Screen Shot 2022-01-07 at 10.02.09 AM

Kind regards,

Ron

If you have overlapping surfaces, it could be that your CAD geometry does overlap. Check the thin volumes to make sure a surface isn’t protruding through a surface on the other side. If the CAD geometry is fine, it may be that the surface mesh on those thin volumes is overlapping at the given size. Try building just the surface mesh and look for triangles sticking through another surface. They would most likely be on the composited surfaces of those thin volumes.
“mesh surf all” instead of “mesh vol all”

thanks for the quick response Mark, the CAD geometry should have no overlaps. Each adjacent surface is the result of a boolean subtraction from the adjacent surface, so the parts should meet perfectly.

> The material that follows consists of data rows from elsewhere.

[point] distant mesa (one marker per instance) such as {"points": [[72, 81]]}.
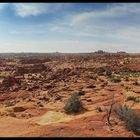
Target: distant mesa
{"points": [[100, 52]]}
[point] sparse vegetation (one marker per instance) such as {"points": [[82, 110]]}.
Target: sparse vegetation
{"points": [[73, 104], [8, 103], [130, 118], [132, 98], [115, 79], [98, 109]]}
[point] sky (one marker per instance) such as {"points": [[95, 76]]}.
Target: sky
{"points": [[69, 27]]}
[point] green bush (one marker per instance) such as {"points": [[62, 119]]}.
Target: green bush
{"points": [[131, 98], [130, 118], [73, 104], [115, 79]]}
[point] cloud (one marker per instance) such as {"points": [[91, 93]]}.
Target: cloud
{"points": [[35, 9], [112, 11]]}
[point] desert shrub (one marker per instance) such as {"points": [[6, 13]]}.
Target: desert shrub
{"points": [[132, 98], [73, 104], [81, 93], [115, 79], [136, 83], [130, 118], [126, 78], [8, 103], [98, 109], [108, 73]]}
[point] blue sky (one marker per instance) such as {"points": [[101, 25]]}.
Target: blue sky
{"points": [[69, 27]]}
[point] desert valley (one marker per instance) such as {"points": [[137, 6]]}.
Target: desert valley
{"points": [[35, 90]]}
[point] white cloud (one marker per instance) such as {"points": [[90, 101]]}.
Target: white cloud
{"points": [[110, 12], [35, 9]]}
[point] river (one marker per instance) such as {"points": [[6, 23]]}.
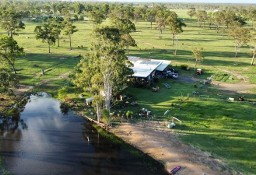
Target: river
{"points": [[44, 141]]}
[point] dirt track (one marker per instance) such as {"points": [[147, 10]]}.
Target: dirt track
{"points": [[154, 139]]}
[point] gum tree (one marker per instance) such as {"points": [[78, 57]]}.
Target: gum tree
{"points": [[9, 51], [104, 70]]}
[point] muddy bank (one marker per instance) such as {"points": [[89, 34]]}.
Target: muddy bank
{"points": [[161, 143]]}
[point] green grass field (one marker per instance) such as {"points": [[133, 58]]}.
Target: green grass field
{"points": [[227, 130]]}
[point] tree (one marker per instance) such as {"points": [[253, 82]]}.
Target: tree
{"points": [[69, 29], [161, 19], [10, 20], [125, 27], [252, 16], [191, 12], [253, 47], [240, 36], [198, 55], [175, 25], [201, 16], [47, 33], [97, 15], [7, 79], [104, 71], [150, 16], [9, 50], [57, 25]]}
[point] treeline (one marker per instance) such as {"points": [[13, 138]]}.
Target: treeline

I was reading in the manual that to make a high quality mesh, small surfaces should be dealt with in a number of ways, for which compositing appeared to be a reasonable option for my case. However, this now seems to create problems when meshing the volumes, like you said, producing overlaps. Is there a different strategy for trying to mesh such a complicated set of parts that you would recommend? When I mesh them one volume at a time I still get overlaps and am unable to refine the mesh, with an ERROR: Volume 1 is not meshed… although it has been meshed (green layer). Even with what I see with the current mesh, I now Abaqus is will have issues with the mesh regarding mesh quality, creating distorted elements and negative Eigen values.

Any thoughts?

RP

Hi Ron,

If you do a draw tet in volume 1 you will see that volume 1 has a surface mesh but no volume mesh.

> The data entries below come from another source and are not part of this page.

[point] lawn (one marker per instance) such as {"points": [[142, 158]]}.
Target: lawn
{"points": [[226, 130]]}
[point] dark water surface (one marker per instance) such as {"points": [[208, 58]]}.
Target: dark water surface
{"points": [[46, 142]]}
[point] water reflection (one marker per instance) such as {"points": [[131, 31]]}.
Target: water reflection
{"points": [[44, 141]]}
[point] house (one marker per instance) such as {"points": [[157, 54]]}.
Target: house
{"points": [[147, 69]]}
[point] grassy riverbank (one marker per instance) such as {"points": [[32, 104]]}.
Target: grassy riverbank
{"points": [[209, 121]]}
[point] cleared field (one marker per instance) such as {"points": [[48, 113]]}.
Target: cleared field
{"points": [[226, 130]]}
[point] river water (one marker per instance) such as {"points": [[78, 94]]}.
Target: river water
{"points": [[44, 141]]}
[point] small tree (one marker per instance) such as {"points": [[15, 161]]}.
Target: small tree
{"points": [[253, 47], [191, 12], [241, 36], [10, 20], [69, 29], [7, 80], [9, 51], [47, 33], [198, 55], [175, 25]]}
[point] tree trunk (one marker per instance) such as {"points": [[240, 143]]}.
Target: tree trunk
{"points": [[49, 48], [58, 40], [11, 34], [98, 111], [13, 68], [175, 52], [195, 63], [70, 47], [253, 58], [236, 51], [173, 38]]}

The composite step creates a new surface id. I would do a merge all after compositing and drop the merge keyword from the imprint tolerant step.

It shouldn’t just hang. I have seen cases where the machine starts to swap because you run out of memory and that can cause a hang. Are you hitting a low memory situation?

Thanks,
Karl

Hi Karl,

I gave your workflow adjustments a try and unfortunately not much I have tried seems to be able to mesh this geometry. Is it possible to mix hex and tet meshes or must you use one or the other…
Happy to upload the models and see if you are able to get them to mesh. I have also been working with the hex mesh and web cutting, which works for building a nice mesh for smooth surfaces, but still have trouble even with that in Abaqus (see hex mesh).

Im at about a loss now. I have 4 models to try to mesh and have only been able to mesh the smooth surfaced model, using tets, which worked fine. But meshing the models with the surface features has proven to be quite challenging. I am wide open to any advice, suggestions, help etc…
Here are what the 4 models look like…

RP

Hi Ron,

As to mixing hexes and tets, yes, as long as you are comfortable with having pyramid elements (PENTA) in your analysis.

Go ahead and upload one of the models and I will take a look.